А Котик смеялся. Не зло, добро. Его все эти рассуждения о нем забавляли. Чему будут учить его? О чем говорить? О звуках, которые для них не существуют, в существовании которых они сомневаются?

-- Ммне, -- говорил он, -- надо пе-перестаать слышать, и ттогда я бы мог стать их уччеником, поттому что они очень много уччились, а я -- только в моем ддетстве, когда мне надо было выучить ноты, и все эти нотные линейки, и белые кружочки, и черные, и эти паузы и ключи, скрипичный и басовый. Чтобы записать ммои детские сочинения!

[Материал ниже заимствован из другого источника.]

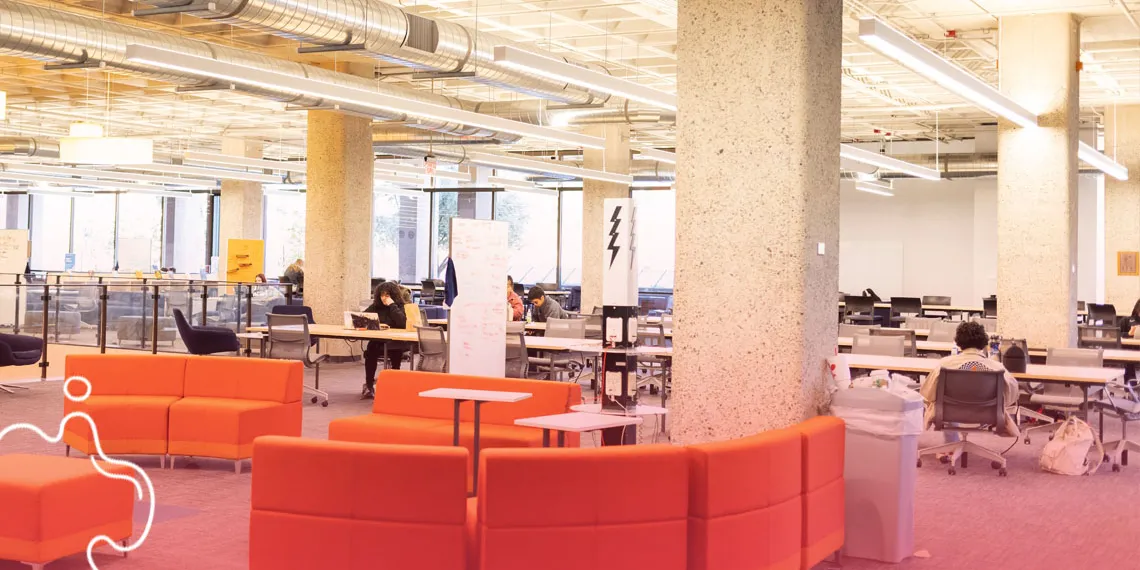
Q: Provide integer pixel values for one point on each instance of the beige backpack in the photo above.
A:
(1068, 452)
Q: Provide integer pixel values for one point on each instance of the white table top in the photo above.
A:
(641, 409)
(458, 393)
(578, 422)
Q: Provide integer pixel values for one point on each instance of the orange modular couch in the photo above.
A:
(182, 405)
(400, 415)
(535, 512)
(343, 505)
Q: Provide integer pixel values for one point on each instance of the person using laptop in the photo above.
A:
(545, 308)
(388, 303)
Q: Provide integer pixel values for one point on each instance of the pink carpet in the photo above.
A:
(974, 520)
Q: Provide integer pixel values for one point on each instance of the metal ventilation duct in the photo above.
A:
(65, 38)
(391, 34)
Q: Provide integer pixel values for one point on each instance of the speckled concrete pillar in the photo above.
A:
(338, 214)
(241, 202)
(757, 198)
(613, 159)
(1037, 181)
(1122, 203)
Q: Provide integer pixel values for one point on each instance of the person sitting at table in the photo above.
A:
(387, 302)
(545, 308)
(513, 300)
(971, 339)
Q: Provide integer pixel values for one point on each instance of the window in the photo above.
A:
(571, 237)
(656, 225)
(531, 235)
(284, 231)
(398, 224)
(50, 231)
(95, 233)
(139, 231)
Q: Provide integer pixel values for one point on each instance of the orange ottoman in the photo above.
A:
(54, 506)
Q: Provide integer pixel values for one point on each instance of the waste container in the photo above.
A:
(879, 471)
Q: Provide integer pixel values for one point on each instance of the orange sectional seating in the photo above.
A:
(772, 501)
(184, 405)
(400, 415)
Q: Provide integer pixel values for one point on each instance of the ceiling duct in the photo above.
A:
(389, 33)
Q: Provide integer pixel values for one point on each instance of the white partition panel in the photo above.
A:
(477, 323)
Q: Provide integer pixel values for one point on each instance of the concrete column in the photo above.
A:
(241, 202)
(1122, 203)
(757, 211)
(613, 159)
(338, 214)
(1037, 181)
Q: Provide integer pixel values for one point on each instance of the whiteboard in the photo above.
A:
(477, 323)
(871, 265)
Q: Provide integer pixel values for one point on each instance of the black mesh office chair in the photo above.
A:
(968, 401)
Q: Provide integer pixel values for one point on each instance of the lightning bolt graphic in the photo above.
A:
(613, 235)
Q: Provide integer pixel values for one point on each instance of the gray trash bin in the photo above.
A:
(879, 471)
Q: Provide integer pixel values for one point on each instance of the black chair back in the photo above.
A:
(970, 397)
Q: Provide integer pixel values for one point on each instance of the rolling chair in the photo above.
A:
(288, 340)
(205, 340)
(968, 401)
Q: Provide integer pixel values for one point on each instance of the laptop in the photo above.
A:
(355, 320)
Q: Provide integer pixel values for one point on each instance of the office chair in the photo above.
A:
(943, 331)
(909, 347)
(288, 340)
(880, 345)
(432, 349)
(902, 308)
(860, 310)
(936, 300)
(968, 401)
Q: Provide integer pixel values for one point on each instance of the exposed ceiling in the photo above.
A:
(634, 39)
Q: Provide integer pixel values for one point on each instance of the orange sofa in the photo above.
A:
(746, 504)
(54, 506)
(603, 509)
(182, 405)
(400, 415)
(355, 506)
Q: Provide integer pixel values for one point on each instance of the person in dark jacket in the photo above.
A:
(387, 302)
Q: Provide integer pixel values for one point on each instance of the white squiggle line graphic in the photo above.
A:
(98, 447)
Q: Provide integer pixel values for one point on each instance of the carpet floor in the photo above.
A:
(972, 520)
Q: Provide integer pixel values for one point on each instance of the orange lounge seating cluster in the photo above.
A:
(400, 415)
(182, 405)
(772, 501)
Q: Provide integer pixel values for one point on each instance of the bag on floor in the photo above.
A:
(1068, 452)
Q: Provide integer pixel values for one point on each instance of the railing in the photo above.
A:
(125, 312)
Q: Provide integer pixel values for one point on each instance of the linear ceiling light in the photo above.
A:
(382, 103)
(1101, 161)
(559, 70)
(200, 171)
(243, 162)
(543, 167)
(653, 154)
(187, 182)
(882, 161)
(918, 58)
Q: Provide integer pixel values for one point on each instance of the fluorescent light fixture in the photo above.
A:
(882, 161)
(1101, 161)
(658, 155)
(544, 167)
(918, 58)
(187, 182)
(871, 189)
(198, 171)
(559, 70)
(243, 162)
(344, 95)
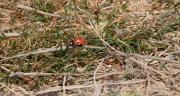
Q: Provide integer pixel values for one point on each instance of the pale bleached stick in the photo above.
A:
(96, 30)
(38, 11)
(46, 50)
(20, 74)
(59, 88)
(94, 76)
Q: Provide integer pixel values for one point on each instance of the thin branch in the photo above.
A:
(94, 76)
(15, 93)
(45, 50)
(59, 88)
(38, 11)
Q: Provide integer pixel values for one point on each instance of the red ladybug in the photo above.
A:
(79, 41)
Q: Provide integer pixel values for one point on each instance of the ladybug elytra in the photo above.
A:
(79, 41)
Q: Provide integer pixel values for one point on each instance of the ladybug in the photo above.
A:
(78, 41)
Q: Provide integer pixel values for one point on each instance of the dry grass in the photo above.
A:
(132, 48)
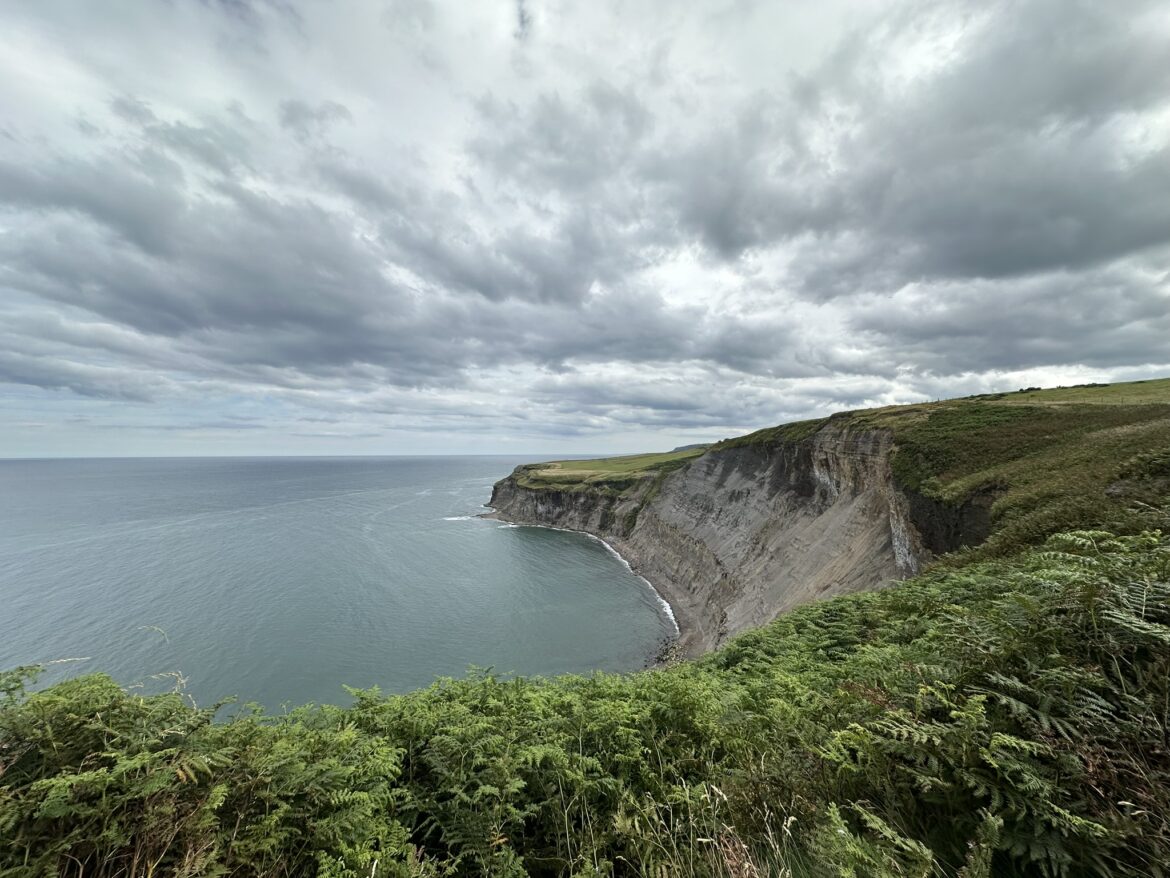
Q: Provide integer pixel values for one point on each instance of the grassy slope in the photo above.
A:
(1053, 459)
(614, 474)
(1005, 717)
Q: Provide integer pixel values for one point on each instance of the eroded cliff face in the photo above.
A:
(742, 534)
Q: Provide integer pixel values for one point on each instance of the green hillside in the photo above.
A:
(1006, 713)
(1046, 459)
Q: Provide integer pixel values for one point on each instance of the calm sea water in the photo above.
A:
(280, 580)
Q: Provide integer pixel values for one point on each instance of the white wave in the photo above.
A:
(663, 604)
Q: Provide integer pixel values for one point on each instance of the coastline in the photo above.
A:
(669, 652)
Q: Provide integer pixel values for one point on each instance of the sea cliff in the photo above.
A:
(742, 533)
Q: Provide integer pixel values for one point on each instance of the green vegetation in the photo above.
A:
(605, 474)
(1002, 715)
(1051, 459)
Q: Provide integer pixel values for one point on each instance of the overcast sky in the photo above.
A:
(410, 226)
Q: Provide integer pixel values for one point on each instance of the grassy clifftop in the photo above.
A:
(1041, 460)
(1003, 717)
(612, 474)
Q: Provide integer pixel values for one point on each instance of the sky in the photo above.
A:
(538, 226)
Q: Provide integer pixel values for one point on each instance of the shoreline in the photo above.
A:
(669, 651)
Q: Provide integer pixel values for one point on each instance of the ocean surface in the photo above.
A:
(280, 580)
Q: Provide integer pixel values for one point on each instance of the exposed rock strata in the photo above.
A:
(743, 534)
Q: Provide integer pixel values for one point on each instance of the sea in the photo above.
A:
(282, 581)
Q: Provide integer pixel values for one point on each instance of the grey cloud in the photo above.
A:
(644, 234)
(307, 121)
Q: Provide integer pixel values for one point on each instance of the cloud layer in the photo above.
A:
(249, 226)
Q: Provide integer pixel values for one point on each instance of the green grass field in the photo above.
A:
(1052, 459)
(992, 718)
(606, 473)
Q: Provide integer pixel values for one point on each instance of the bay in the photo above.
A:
(279, 580)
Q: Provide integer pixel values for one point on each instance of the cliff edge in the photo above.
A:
(737, 533)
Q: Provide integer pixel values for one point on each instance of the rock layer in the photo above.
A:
(742, 534)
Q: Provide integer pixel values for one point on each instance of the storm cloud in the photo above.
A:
(247, 226)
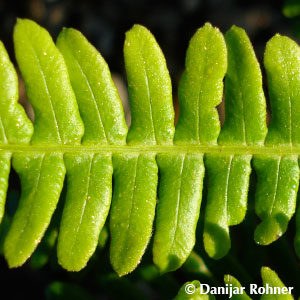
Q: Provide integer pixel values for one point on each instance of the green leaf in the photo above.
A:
(98, 99)
(228, 181)
(291, 8)
(234, 283)
(245, 105)
(89, 174)
(48, 88)
(133, 209)
(15, 127)
(86, 208)
(276, 193)
(191, 290)
(206, 63)
(65, 86)
(270, 277)
(245, 124)
(39, 174)
(180, 189)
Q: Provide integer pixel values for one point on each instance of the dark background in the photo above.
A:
(173, 23)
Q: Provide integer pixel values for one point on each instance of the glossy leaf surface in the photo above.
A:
(178, 208)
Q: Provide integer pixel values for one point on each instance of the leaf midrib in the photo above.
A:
(183, 148)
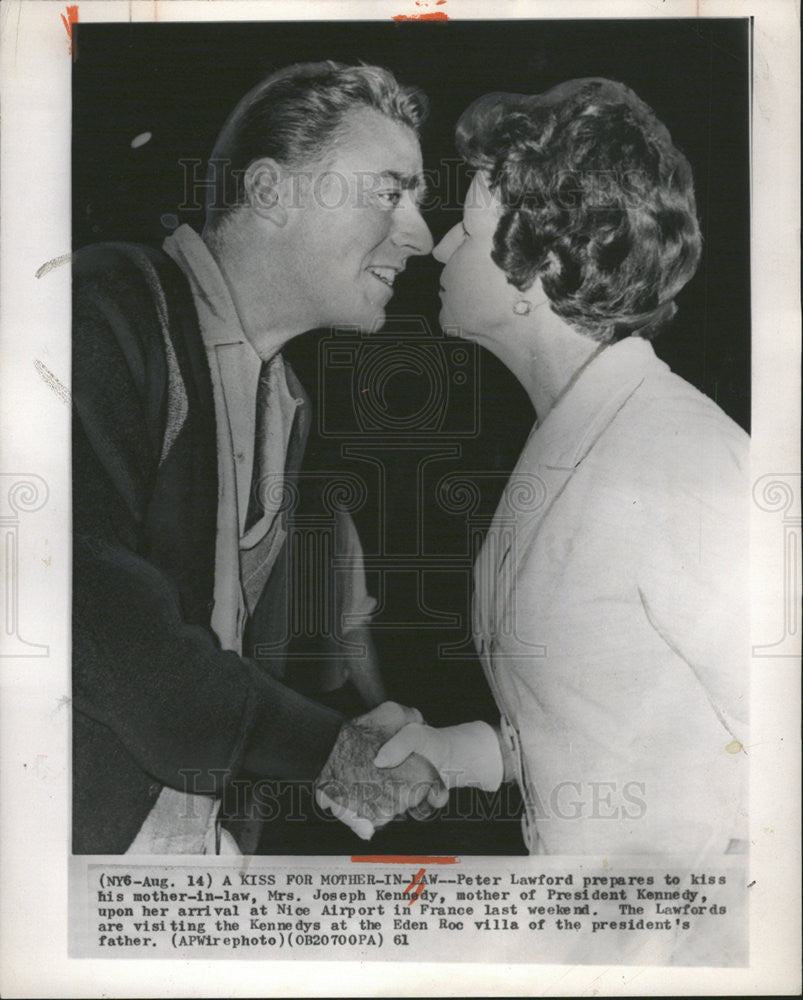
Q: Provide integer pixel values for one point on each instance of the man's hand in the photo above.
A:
(362, 795)
(466, 756)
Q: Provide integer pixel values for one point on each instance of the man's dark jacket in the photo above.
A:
(156, 700)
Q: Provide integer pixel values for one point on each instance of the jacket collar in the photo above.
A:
(580, 416)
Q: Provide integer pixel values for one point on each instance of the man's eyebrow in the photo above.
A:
(406, 181)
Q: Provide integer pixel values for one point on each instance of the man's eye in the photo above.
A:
(389, 198)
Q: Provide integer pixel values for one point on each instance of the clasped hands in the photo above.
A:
(387, 763)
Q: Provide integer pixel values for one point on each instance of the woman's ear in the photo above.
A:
(264, 188)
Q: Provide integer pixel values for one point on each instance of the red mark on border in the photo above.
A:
(438, 15)
(68, 20)
(419, 881)
(402, 859)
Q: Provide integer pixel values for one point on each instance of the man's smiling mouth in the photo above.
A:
(386, 275)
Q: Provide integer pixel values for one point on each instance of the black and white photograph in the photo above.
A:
(413, 406)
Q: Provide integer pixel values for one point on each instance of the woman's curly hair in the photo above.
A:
(597, 202)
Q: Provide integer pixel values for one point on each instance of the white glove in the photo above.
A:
(466, 756)
(364, 828)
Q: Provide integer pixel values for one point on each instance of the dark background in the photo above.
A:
(180, 81)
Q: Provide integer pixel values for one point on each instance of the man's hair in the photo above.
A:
(295, 116)
(597, 202)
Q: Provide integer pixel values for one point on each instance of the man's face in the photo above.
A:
(356, 221)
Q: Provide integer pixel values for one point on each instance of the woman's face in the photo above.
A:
(476, 296)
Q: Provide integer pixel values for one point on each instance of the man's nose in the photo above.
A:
(447, 246)
(412, 231)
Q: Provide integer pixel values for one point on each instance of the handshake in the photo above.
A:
(387, 763)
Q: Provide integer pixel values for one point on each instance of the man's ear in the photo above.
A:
(265, 184)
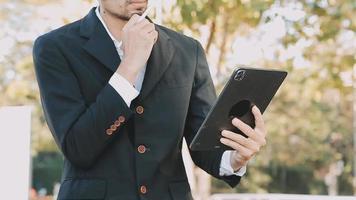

Но для колокколов все это не имеет значения, эти знаки ниччему не помогают, и это все неверно, потому что я на этих линейках могу нарисовать только один диез и один бемоль, а бемолей 121 и диезов ттоже 121...

-- Да, это наша трагедия, что тут присутствует недогоняемость, -сказала я кому-то о Котике, -- а вовсе не его трагедия, раз он слышит больше, чем мы!

-- Нет, в этом тоже есть трагедия, -- отвечали мне, -- слышанье немыслимых обертонов есть катастрофа. И привести это звуковое цунами в состояние гармонии вряд ли возможно... Может быть, наука будущего...

-- Нет, он действительно мог бы создать неслыханные звучания, если бы научился управлять ими по всем законам гармонии! -- настаивал другой.

-- Вот так логика! -- отвечал кто-то. -- Неслыханные звучания -- мы же слышали их! И им не нужна наша гармония...

-- Тогда бы он владел теми сферами звуков, которые ему слышатся! -продолжал его собеседник. -- А пока они владеют им, а он только врывается в непознаваемое и что-то оттуда нам сбрасывает. Какие-то...

-- Жар-птичьи перья! -- сказала я. -- И перья звукового павлина, которые мы слышим и восторгаемся ими. Хоть многие и отрицают, считают бредом эти десятки бемолей и диезов, причину необыкновенных его композиций. Тут какой-то заколдованный круг!

Но мне отвечали, что все, что я сказала, -- беллетристика. Дело вовсе не в этом: чтобы сочинять музыку, надо изучить контрапункт.

А Котик Сараджев уходил от нас по ночным улицам, окруженный домами в стиле несуществующих для нас десятков бемолей и диезов, и а тишине ночи ему издалека шли звоны подмосковных колоколов, которые трогал ветер.

Вскоре Котик пришел ко мне. Он бережно нес завязанную тесемкой коробочку.

-- Я вам печенье принес! -- сказал он празднично и поклонился не без гордости. Аккуратно развязал тесемку и поставил на стол коробочку, раскрыл крышку и положил ее рядом.

-- Вы, пожалуйста, кушайте! -- сказал он чинно, -- если его с чаем с молоком -- оно очень питательно. И сыну его давайте!

Я благодарила, смущенно смеясь. Это было тоже так неожиданно!

Мы сидели за чаем, вечером, у моей подруги Мещерской, что работала концертмейстером. Котик играл нам на рояле свои ранние гармонизации, которым не придавал значения. Он равнодушно выслушал наши похвалы, но на вопросы хозяйки дома, изысканной пианистки, ответил вразумительно и терпеливо, Котик казался усталым.